The way I see it, a project can always be open sourced later on once there's a way to do it and ensure the company can remain sustainable. For the flagship product of a company, especially a VC-funded company, not starting open source is the ethical thing to do.
> For the flagship product of a company, especially a VC-funded company, not starting open source is the ethical thing to do.
I can't even..
Seriously, I don't understand where your argument is coming from. Because, if you look at it from the greater good perspective, commercial open-source is one of the only venues to build high quality software that can be freely self-hosted, modified and built-upon. Yet, you basically push for people building closed source software, due to what I understand is dogmatic believe of what open-source should mean.
> If you make a license that actually discriminates on user or use case, then it's not open source.
Based on a definition, bought and sponsored by the hyperscaler lobbies. Why the hell would discriminating against hyperscaller selling the product makes it non "open-source". 99.9999% users of open-source are not hyperscaler wanting to host and sell the product and will get value from the project.

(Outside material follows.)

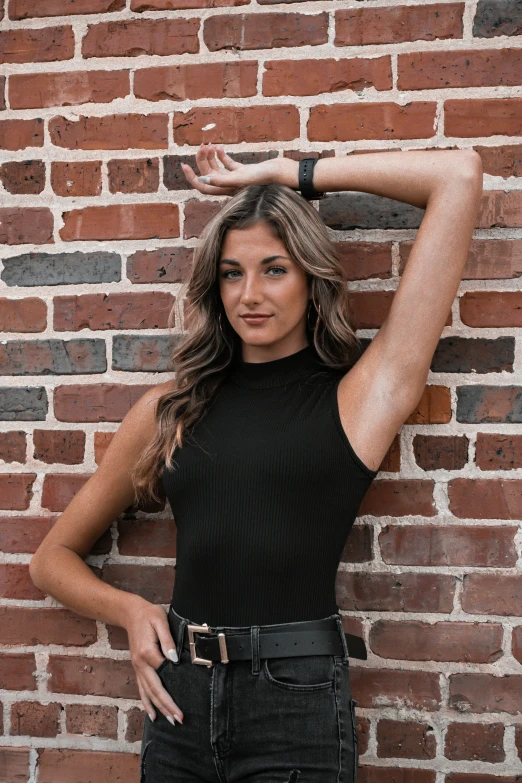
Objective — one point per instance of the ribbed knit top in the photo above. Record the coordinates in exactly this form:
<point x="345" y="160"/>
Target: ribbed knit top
<point x="264" y="493"/>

Firstly, no it wasn't. The history of the open source definition and OSI are interesting, including hijacking a term that was already in use, but the hyperscalers had nothing to do with it. I'll avoid restating Wikipedia, it's enough to say that's not right.
Secondly, you can call it whatever you want but "open source" licenses that discriminate against user and use case are useless. Even if I just want to use something like a data structure implementation from your "open source" release in some unrelated project, I now have to inherit all of this baggage about your competitors. That just doesn't make any sense. The endgame of that is an ecosystem of open source that ultimately serves absolutely nobody except for maybe startup PR needs.
> The endgame of that is an ecosystem of open source that ultimately serves absolutely nobody except for maybe startup PR needs.
We self-host n8n, which by definition not open-source, and love it. It serves us. Not just n8n PR. That is the case for almost all self served products for non-commercial reasons
This is extremely confusing. I'm just talking about how it would harm the open source ecosystem if we allowed things that were not open source to be advertised as open source (and how it's bad when something is unopened after people start relying on it being open). I am not claiming that only open source software is good for society. Like, I don't really think it's a coincidence that GNU, DSFG and OSI all remain in relative agreement for decades over what makes something truly free or open source. They weren't all bought and sold by hyperscalers. There's reasons for the freedoms that are required to meet the definitions.
On the other hand, I think you can release shared source and closed source software that is still plenty useful and beneficial. For example, I am a very big fan of how Unreal Engine is licensed. Yes, it isn't "open source" and it isn't marketed as such. You can't take Unreal Engine components and go use them elsewhere even if you're not competing with Epic Games. Still, they provide some extremely powerful and useful software free of charge to basically all independent game developers. I think that's fantastic.
But that's all aside from what open source is. Unreal Engine isn't open source and it doesn't do anything for the open source ecosystem. Which is fine, because the entire world doesn't revolve around open source.
There is clearly a tension here where a bunch of people want to call their software open source without actually believing in what open source actually means. And this is absurd because it is betraying the fact that it's a marketing term. It seems like a bunch of startups realize that if they're trying to market to certain kinds of developers, if the software isn't open source, they won't touch it.
You seem to believe that we shouldn't create closed source software but at the same time directly advocating for it—that's what it is that's what you're describing. If you want a more practical and less idealistic reason why it sucks when software companies prevent people like AWS from using their software, it's because the actual users of your software, the customers of AWS, wish to pay AWS to host it for them. They would like to hire the lovely folks who work at AWS to host and manage the software for them and the license prevents that. You are preventing your users from doing what they want with the software. And that's the rub, that's why it's important to not discriminate based off of use.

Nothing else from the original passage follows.